Just as football indirectly introduced Parker to wine, the NFL fostered his vinous hobby. The league sponsors a continuing-education program that provides internships for football players interested in learning about different careers. Parker knew exactly what he wants to pursue after football -- both broadcasting and wine.
While with the Kansas City Chiefs, Parker had interviewed local chefs on a cable television show called Gridiron Gourmet. Having already dabbled in broadcasting, Parker then chose to intern for a week at the Robert Mondavi Winery in 1998.
"I spent one day doing every part of the wine business," says Parker. Last season, he returned to the winery for two weeks, spending the first half of his stay helping to give tastings and tours to trade groups. Then, Parker was on his own.

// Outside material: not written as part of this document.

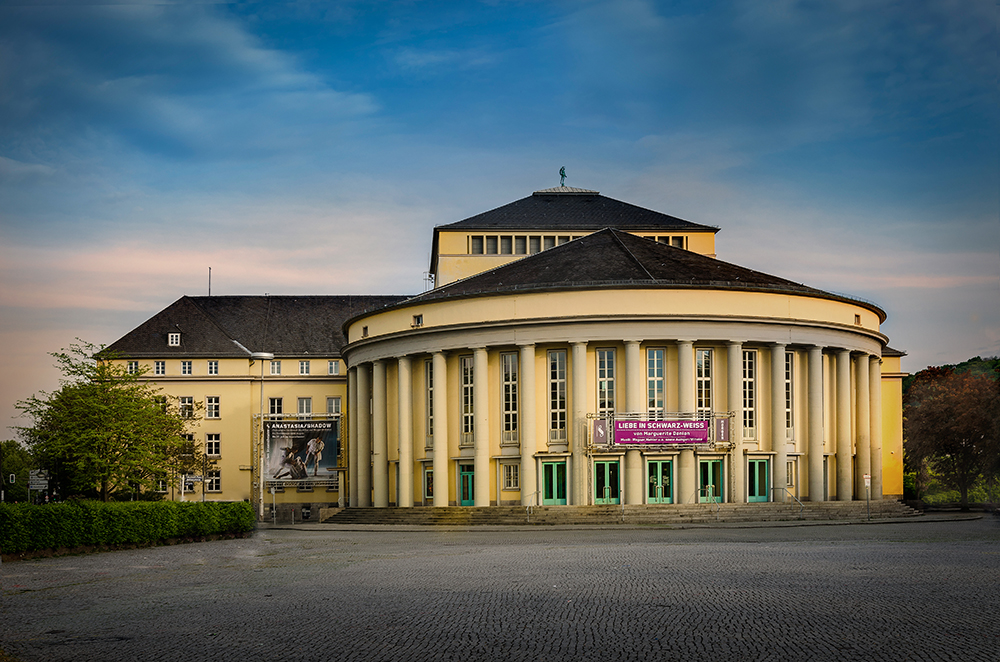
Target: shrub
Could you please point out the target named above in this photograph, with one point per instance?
(29, 528)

"I gave public tours all by myself, just wandering around the winery," he says. "It was a lot of fun." It was especially fun for those getting the tour, who didn't foresee being led through the vineyard by a pro football player. "What I tried to do was inform everybody right at the start that I was an intern and what I did for a living," he says. "So many people have the vision that football players make so much money they can just retire. But you have to do something with your life. And I have a passion for wine."
Parker also has a place in the kitchen. Football season, his craziest time of the year, is his busiest time at the stove. "Cooking to me is a real stress reliever," he says. "I come home from a very hard day at practice, working out and learning new plays. One of my favorite things is to sit behind the counter and start chopping up vegetables."
Parker assumed the cooking role when his wife got pregnant with their first child. "She didn't enjoy the taste of her own food, so it was destined for me to take over," he says. "And I said, 'If I'm going to do this, I'm going to do it right.'"
He went to Daniel's Restaurant in Hamburg, N.Y., and asked the chef, Daniel Johengen, if he could watch, study and learn the business. "I really got into it -- learning the prep work, stocks and sauces and being right with them on the line."
Parker recently enjoyed a particularly gluttonous dinner of his own -- one that took six hours to eat. It turns out that the head chef of New York's Lespinasse, Christian Delouvrier, is the brother-in-law of Giants strength coach John "Mother" Dunn. Says Parker, "I found this out and said, 'Oh my God! Get me in!'"
Within three days, Parker and three of his teammates, quarterbacks Kerry Collins and Jason Garrett and kicker Brad Daluiso, secured a reservation. "We had a lot of Alsatian wine with a little bit of residual sugar. The way they stood up to the fish dishes was great," says Parker. By night's end, the four football players downed 15 courses of food -- including three main courses each.
Parker, a self-proclaimed "non-recipe cooker," treats his family to home-cooked meals three or four times a week.
Of course, the wine he craves is a deciding factor. Says Parker, "There are days when you get done with a day of football and you're just like, wow, I need to sit down, relax, have a good meal and a great bottle of '87 BV Cab."